チックを「一時的にコントロールや抑制ができたとしても、ほんの短い時間」

   チックとは、「素早く、反復するような動きや発声で、自分の意思で抑制が困難な症状」で、声が出る「音声チック」と動作に表れる「運動チック」に分けられる。咳払いや舌打ち、肩をすくめるといった単純なチックと、単語を発したり一見意味のある動作のように見えてしまう「複雑音声チック」「複雑運動チック」がある。チックは幼児期や小学校低学年頃によくみられ、自然に消失することが多い。しかし、チックは持続したり、再び現れたりして、多彩な音声チックや運転チックが1年以上認められると、「トゥレット症」と言われる。奈良県立医科大学の岡田俊・精神医学講座教授によると、トゥレット症は、体質の要素が強く、心理的な原因で起こるわけではないという。

   岡田さんはトゥレット症の症状は周囲から「誤解されやすい」と説明する。

   まず、チックは「抑制が困難」な症状だ。しかし、その症状は、その状況によって変動しやすい。岡田さんは「チックの症状が強くない時間もあったり、ほんの短時間は抑制できたりすることもあることから、常に出さないように我慢すればいい、症状が出るのは努力しようという気持ちがないからじゃないか」といった誤解を受けやすいとしたうえで、

「一時的にコントロールや抑制ができたとしても、ほんの短い時間です。その状況の緊張の度合いによって、症状も変動したりしますが、これは意図的に抑制したり、わざとチックを出しているわけではありません」

と説明する。

   汚言症は「言ってはいけない」と思っていることが出てしまう。

   汚言症についても誤解が起きやすい。

「例えば、子どもに汚言があると周囲から『こんな小さい子どもが卑猥な言葉を言って、この子はどんな大人になるのか』と心配されたり、あるいは、おばあちゃんに対して『死ね』ったりするので、親が動転することがあります。しかし、卑猥なことなどいうのはとんでもないと思っている子どもに限って卑猥な言葉が出る。大好きなおばあちゃんにだからこそ、攻撃的な言葉が出るのです」

と例を挙げ、「つまり、『こんなこと言っちゃいけない』と思うようなこと、『こんなことを言うなんて世の中では許されない』と思っているようなことが、逆に言葉になって出るのです。抑制の障害なのです」と説明した。

   トゥレット症の治療は、本人にとっても周囲にとっても「症状を知り、うまく付き合う病気」だといい、「医師から症状を医学的に説明し、症状の性質やその後の経過、そして日常生活の工夫や、可能な治療について説明をし、一緒に付き合い方を考えるというのが大切なことです」と説明した。

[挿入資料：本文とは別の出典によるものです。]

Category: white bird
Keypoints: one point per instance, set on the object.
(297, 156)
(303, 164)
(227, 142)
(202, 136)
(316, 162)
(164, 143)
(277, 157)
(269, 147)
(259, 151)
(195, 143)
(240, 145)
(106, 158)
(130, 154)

   日常生活に支障がある場合は薬物療法をすることもあるが、それによって「そのときの症状は軽減することが多いが、その後のチック症の経過を変えるわけではない」という。薬には眠気などの副作用もあることから、「効果と副作用のバランスを考えて、治療した方がその方の生活の質を改善するのであれば治療することになります」という。「幼少期のチックに対して、将来トゥレット症にならないように治療するということはありません」と説明する。

   また、症状を抑える方法としては、「ハビットリバーサル」という行動療法(心理療法の一種)があるという。

「例えば、喉が詰まってきた感じがしたあとに『うっ』と声が出たりとか、腕がむずむずする感じがして腕を振ってしまうといったように、症状が出る前に独特の前触れの感覚があることがあります。喉が詰まってきたら、ゆっくりと自律的に息をしたり、腕のむずむず感があれば腕を抑えるという風に、チックと同時に行えないような逆の行動をあえてすることによって、チックが出そうな衝動をはやり過ごすという方法があります」

   しかし、「このような前触れがあるとは限りませんし、症状も多彩ですから、すべての症状に対して行えるものではありません。また、当事者の方が、こうした対処行動を自然に習得していることもあります」という。